Depending on the specific research question the method applied to measure a parameter can become of concern, so it is a needed information for reusing data.

The two data providing repositories Bonares and pangaea are allready using these three metadata information in their metadata schemas.

Pangaea schema / metadata

Pangaea holds for every table column the parameter name, its abbreviation, unit and a pangaea internal ID out of a provided list of parameters, so data can be queried across data sets within pangaea. This metadata is provided graphically in a table when displaying a record of pangaea at the website and is provided with the downloadable data file. The column headers can be shown as “variableMeasured” in the Knowledgehub and as “subjects” at datacite. The knowledgehub provides the distribution URL to the actual data file, while datacite references only to the pangaea landing page of the record.

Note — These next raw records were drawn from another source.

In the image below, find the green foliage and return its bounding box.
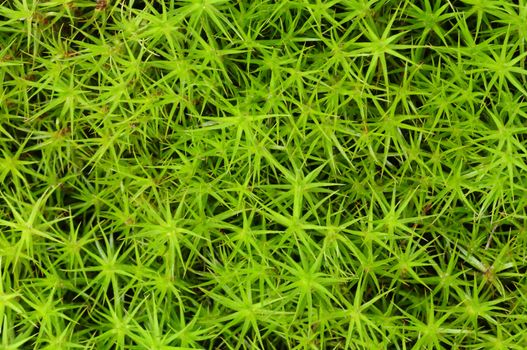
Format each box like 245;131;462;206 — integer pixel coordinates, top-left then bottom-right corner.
0;0;527;349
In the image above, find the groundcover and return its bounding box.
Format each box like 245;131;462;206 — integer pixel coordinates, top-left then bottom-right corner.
0;0;527;350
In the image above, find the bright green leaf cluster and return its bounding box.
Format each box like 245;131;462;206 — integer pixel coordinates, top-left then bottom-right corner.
0;0;527;350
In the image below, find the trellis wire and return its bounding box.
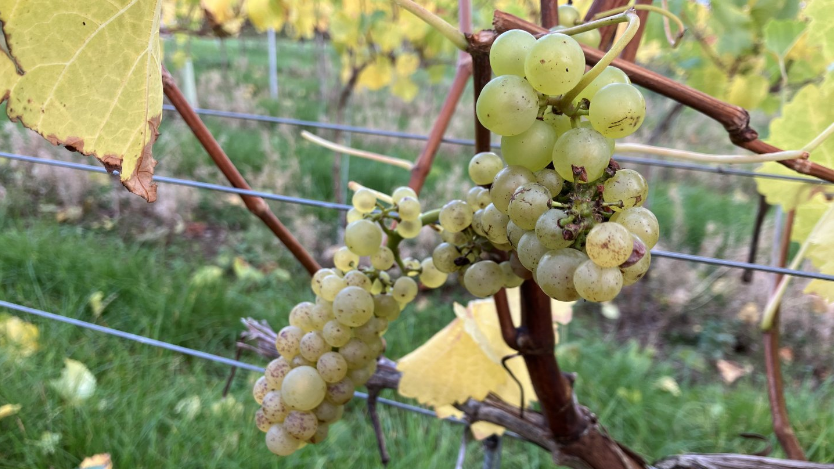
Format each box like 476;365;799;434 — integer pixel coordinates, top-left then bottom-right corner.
162;104;832;185
0;300;524;439
0;152;834;281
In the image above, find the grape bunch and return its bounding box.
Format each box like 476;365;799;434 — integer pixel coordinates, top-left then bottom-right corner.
253;187;447;456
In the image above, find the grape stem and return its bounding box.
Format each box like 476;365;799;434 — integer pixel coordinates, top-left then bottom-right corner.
614;142;804;163
559;7;640;116
393;0;469;51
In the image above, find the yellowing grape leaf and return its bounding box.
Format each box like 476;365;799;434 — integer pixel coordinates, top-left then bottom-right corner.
0;0;162;202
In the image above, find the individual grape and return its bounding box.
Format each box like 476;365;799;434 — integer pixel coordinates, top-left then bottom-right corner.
327;378;356;406
333;287;374;327
553;127;612;182
391;277;417;304
501;120;559;171
484;166;536;212
475;73;540;135
345;270;373;291
463;261;504;298
264;356;292;389
261;391;291;423
585;222;634;267
321;275;347;301
374;294;400;321
536;209;573;249
611;207;660;249
321;319;353;347
588;83;646;138
290;301;316;332
439;200;472;233
620;251;652;286
420;257;449;288
316;352;348;383
298;331;330;363
516;231;549;272
371;246;394;270
397;218;423;239
524;33;585;96
351;187;376;213
391;186;417;204
333;246;359;272
489;29;536;77
469;151;504;186
345;220;382;256
266;424;301;456
252;376;270;404
275;326;304;360
533;168;565;197
499;261;524;288
602;169;649;212
536;248;588;301
397;195;423;221
431;243;462;274
284;410;319;440
507;182;551;230
573;260;623;303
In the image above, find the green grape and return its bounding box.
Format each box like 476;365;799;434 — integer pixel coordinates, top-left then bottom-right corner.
489;29;536;77
602;169;649;212
266;424;301;456
333;246;359;272
481;204;510;244
536;209;573;249
501;120;559;171
345;220;382;256
397;195;423;221
321;319;353;347
351;187;376;213
524;33;585;95
261;391;291;423
316;352;348;383
283;410;319;440
484;163;532;214
516;231;549;272
333;287;374;327
371;246;394;270
475;75;540;135
275;326;304;359
290;301;316;332
536;248;588;301
585;222;634;267
553;127;612;182
620;250;652;286
281;366;327;410
431;243;461;274
264;356;292;389
533;168;565;197
420;257;449;288
391;277;417;304
573;260;623;303
588;83;646;138
391;186;417;204
557;4;580;28
439;200;472;233
499;261;524;288
327;377;356;406
469;151;504;186
463;261;504;298
611;207;660;249
397;218;423;239
507;182;550;230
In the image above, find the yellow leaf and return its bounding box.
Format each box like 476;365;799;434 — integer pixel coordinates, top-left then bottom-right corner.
0;0;162;201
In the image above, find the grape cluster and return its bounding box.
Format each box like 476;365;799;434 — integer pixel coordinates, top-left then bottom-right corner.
253;187;448;456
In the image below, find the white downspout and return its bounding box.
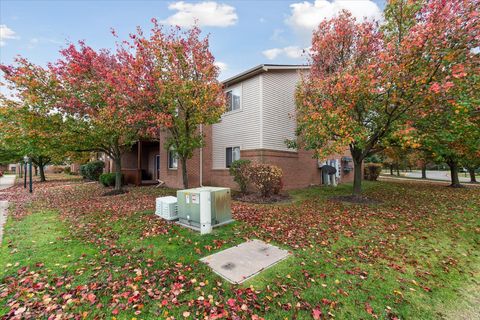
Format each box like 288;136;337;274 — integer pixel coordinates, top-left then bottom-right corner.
200;124;203;187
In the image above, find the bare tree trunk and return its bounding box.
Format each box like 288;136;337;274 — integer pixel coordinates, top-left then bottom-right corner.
467;168;477;183
422;163;427;179
447;159;462;188
350;147;363;196
180;157;188;189
38;163;47;182
113;155;122;191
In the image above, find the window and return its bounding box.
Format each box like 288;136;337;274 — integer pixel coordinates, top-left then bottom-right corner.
226;88;240;112
168;148;178;170
225;147;240;168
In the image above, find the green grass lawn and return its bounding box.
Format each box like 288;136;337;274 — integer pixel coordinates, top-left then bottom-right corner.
0;181;480;319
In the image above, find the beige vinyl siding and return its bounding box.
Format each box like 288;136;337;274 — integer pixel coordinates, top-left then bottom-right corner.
262;70;300;151
212;75;262;169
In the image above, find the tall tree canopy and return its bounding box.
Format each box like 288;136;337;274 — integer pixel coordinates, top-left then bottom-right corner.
51;42;141;191
123;20;225;188
296;11;386;194
396;0;480;187
0;58;69;181
296;0;480;195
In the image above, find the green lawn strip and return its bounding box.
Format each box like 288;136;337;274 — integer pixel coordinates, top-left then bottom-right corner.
0;182;480;319
0;210;97;278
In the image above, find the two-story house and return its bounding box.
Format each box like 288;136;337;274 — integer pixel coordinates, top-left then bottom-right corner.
107;64;353;189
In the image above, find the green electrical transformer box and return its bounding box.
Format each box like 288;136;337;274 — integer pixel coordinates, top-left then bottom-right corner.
177;187;233;229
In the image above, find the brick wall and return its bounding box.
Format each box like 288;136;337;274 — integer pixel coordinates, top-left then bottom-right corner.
116;126;353;190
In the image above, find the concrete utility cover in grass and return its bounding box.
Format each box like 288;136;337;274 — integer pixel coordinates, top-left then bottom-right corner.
200;240;289;284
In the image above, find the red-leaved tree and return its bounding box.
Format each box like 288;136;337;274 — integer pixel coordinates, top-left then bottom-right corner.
120;19;225;188
51;42;140;191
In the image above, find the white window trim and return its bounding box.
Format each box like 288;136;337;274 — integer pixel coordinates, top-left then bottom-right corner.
224;145;242;169
167;148;178;170
222;84;243;116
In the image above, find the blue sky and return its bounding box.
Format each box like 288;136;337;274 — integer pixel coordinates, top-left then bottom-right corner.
0;0;384;79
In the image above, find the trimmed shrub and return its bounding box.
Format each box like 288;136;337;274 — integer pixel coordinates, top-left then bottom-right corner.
63;166;72;174
363;163;382;181
46;166;65;173
248;163;283;198
98;172;123;187
229;159;251;194
80;160;105;181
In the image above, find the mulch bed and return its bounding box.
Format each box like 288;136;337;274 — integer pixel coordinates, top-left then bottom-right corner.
232;193;291;204
329;195;382;204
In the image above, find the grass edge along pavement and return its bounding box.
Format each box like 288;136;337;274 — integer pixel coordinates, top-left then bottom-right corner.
0;176;480;319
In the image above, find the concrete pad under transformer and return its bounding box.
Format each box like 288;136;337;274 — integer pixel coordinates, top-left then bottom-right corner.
200;240;290;284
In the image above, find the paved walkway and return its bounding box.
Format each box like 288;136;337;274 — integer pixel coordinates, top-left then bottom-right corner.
0;175;15;245
379;174;480;188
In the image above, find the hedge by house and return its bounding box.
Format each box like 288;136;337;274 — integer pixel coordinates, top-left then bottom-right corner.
248;162;283;198
229;159;251;194
363;163;382;181
99;172;123;187
80;160;105;181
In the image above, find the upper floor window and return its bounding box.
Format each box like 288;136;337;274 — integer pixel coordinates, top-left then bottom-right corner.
225;147;240;168
226;88;240;112
168;148;178;170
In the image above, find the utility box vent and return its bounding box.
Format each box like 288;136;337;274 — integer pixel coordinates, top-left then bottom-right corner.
155;196;178;220
177;187;233;234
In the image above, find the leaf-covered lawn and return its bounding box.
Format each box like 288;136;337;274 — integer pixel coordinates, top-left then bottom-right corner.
0;176;480;319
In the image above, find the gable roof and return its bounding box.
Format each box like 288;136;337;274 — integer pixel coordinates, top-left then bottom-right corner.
222;64;310;87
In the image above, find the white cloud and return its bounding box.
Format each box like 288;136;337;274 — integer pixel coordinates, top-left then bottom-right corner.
262;46;306;60
0;24;18;47
215;61;228;72
262;48;283;60
286;0;382;33
162;1;238;27
27;37;63;49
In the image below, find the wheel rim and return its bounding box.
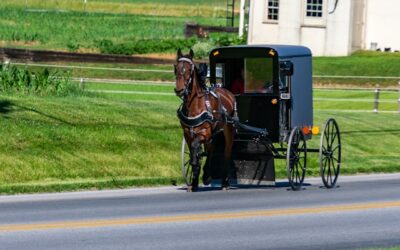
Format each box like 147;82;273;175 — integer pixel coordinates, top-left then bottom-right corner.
286;128;307;190
319;118;342;188
181;137;193;186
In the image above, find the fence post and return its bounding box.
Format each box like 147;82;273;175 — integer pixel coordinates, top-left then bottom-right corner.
373;85;379;113
79;78;85;89
397;81;400;114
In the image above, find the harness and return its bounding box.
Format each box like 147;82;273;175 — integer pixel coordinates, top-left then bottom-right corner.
175;57;232;135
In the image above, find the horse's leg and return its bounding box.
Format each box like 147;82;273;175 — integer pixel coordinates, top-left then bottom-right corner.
222;124;233;190
202;142;214;185
188;138;201;192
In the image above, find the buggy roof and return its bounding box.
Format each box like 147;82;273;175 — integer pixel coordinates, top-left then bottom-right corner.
210;44;311;58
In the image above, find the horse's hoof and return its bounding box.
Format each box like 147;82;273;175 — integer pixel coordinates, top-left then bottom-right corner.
222;186;229;191
203;176;212;186
187;186;198;193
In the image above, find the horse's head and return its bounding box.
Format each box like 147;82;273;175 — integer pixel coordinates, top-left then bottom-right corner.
174;49;195;97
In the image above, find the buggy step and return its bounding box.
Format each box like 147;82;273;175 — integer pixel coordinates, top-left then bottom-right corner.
232;118;268;137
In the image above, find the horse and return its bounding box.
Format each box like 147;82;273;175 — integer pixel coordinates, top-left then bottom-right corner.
174;49;237;192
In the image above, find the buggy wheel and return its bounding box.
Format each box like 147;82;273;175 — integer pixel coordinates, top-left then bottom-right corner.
319;118;342;188
286;127;307;190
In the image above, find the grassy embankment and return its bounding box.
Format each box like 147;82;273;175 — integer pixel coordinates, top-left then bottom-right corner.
0;0;238;54
0;82;400;193
313;51;400;87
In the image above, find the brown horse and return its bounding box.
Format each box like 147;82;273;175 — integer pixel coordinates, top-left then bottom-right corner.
175;49;236;192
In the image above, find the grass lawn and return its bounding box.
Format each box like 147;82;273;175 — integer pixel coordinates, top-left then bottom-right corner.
0;84;400;193
313;51;400;87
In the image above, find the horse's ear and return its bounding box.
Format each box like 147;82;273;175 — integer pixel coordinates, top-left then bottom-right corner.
189;49;194;58
176;48;183;60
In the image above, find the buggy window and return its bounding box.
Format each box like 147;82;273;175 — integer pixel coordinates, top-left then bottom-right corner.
244;58;273;93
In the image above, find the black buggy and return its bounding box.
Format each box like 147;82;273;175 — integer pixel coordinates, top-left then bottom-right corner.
181;45;341;190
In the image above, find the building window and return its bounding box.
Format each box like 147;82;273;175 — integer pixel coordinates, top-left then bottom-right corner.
268;0;279;20
306;0;323;17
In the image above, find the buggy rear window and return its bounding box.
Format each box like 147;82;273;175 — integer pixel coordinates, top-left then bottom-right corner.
244;57;274;93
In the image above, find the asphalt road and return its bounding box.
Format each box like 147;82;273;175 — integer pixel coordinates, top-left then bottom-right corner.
0;174;400;249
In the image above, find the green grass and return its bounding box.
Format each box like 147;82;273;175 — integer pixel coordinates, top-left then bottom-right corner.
0;7;230;52
0;84;400;193
313;51;400;87
2;0;239;17
0;96;181;192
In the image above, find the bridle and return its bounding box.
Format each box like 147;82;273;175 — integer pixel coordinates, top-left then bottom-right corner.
174;57;195;98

The python package pangaeapy allows to recast pangaea datasets to the frictionless schema, including information on unit and putting the concept/ detailed description of pangaea into the frictionless field ‘title’. E.g.: {'name': 'Infiltration', 'title': 'Infiltration rate', 'type': 'number', 'unit': 'min/cm'}

Bonares schema / metadata

Bonares provides table structure metadata in xml exports within the tags <bnr:column></bnr:column>, including information on the name, description, unit, data type and missing values for each column (example).

Frictionless schema

The python package friction-py applies the fricitonless table schema. This can be extended for units (applied by unitpackage) and concepts and methods, as applied by SoilPulse with references to controlled vocabularies (example in development).